As The Guardian pointed out, a whole bunch of rich Westerners throwing money at a product tends to push up its prices. The result is that the Bolivians who grow the stuff can no longer afford it, while farmers who grow literally anything else are being forced out of the market and into—you guessed it—poverty-ridden slums. But this madness isn’t just limited to meat substitutes. The report also notes how our insane demand for asparagus has caused Peru to become so over-farmed with the stuff that it’s literally draining the countryside dry—depleting water supplies and creating inhuman living conditions for local farmers. Then there’s “fair trade” farming, which operates as a kind of social Darwinism, allowing a small number of third-world landowners to get rich off of Western subsidies while smaller farmers get nothing. That warm, fuzzy feeling you get buying fair trade produce? That’s the combined force of 10,000 Bolivian farmers trying to kill you with willpower alone.
2 “No Kill” Animal Shelters Encourage Torture
“No kill” shelters are where you dump an unwanted pet when you’re cruel enough to throw out a puppy, but not quite cruel enough to have it sent to certain death. They’re the ultimate balm for troubled psyches—a “get out of jail free” card for dads needing to dispose of their kid’s unwanted birthday kitten while still feeling okay with themselves. And they’re about a zillion times crueler than their murderous counterparts.
Let’s start with the basics. If you have a shelter committed to a “no kill” policy, that means the animals have to be rehoused. If you can’t rehouse them, it means you have to keep them. And if more animals that you can’t rehouse keep on coming in, it leads you down a very dark path. PETA reports hundreds of shelters where animals are crowded together in conditions that would make a battery hen shudder: crammed into cages, living in piles of feces, and suffering diseases so awful that killing them would be a mercy. The alternative some of these shelters have is to turn away animals they can’t rehouse. Unfortunately, this usually means the owner dumps them on a roadside, leaving them to starve, or flat out kills them in whatever way they see fit. So while we may shudder at the idea of a shelter putting down its inhabitants, the alternative is one heck of a lot grimmer.
1 Adoption Encourages Human Trafficking
At first glance, international adoption seems like a good thing. Western parents get a kid to raise, and said kid gets taken out of their third-world orphanage and into a world of comfort. Win-win, right? Yep, especially if you happen to be a human trafficker.
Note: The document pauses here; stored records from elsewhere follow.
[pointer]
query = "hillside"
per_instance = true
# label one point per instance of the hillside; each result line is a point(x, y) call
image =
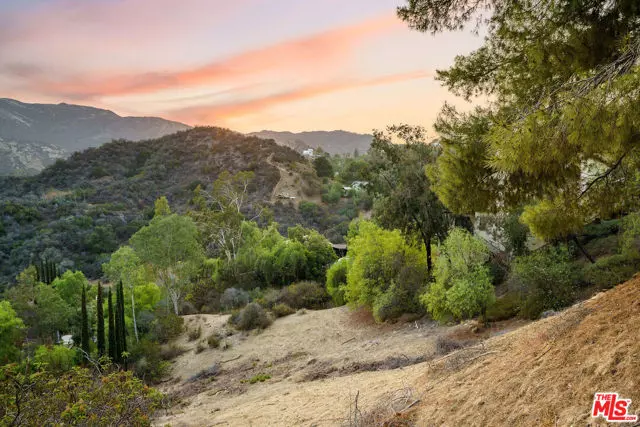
point(70, 128)
point(79, 210)
point(544, 373)
point(333, 142)
point(27, 158)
It all comes down to supply and demand. Right now, there’s a demand in our culture for third-world orphans—with the result that a horrifying supply chain has grown up to cater to our needs. In Ghana, a 2009 raid on orphanages found that over 90 percent of the children had at least one living parent. In 2007, a French charity called Zoe’s Ark was stopped while attempting to fly 103 “Sudanese war refugees” out of Chad—only for authorities to discover that none of them were Sudanese, none were war refugees, and nearly all of them had been forcibly taken from their parents.
Meanwhile, a whole Ethiopian industry has been created for kidnapping children, smuggling them over borders, and selling them to adoptive parents as foundlings. In short, this isn’t regular corruption, this is human trafficking on an industrial scale—with kids being torn from their families, sold to tourist-oriented orphanages, and denied a proper life—all thanks to our altruistic need to be seen doing “good.”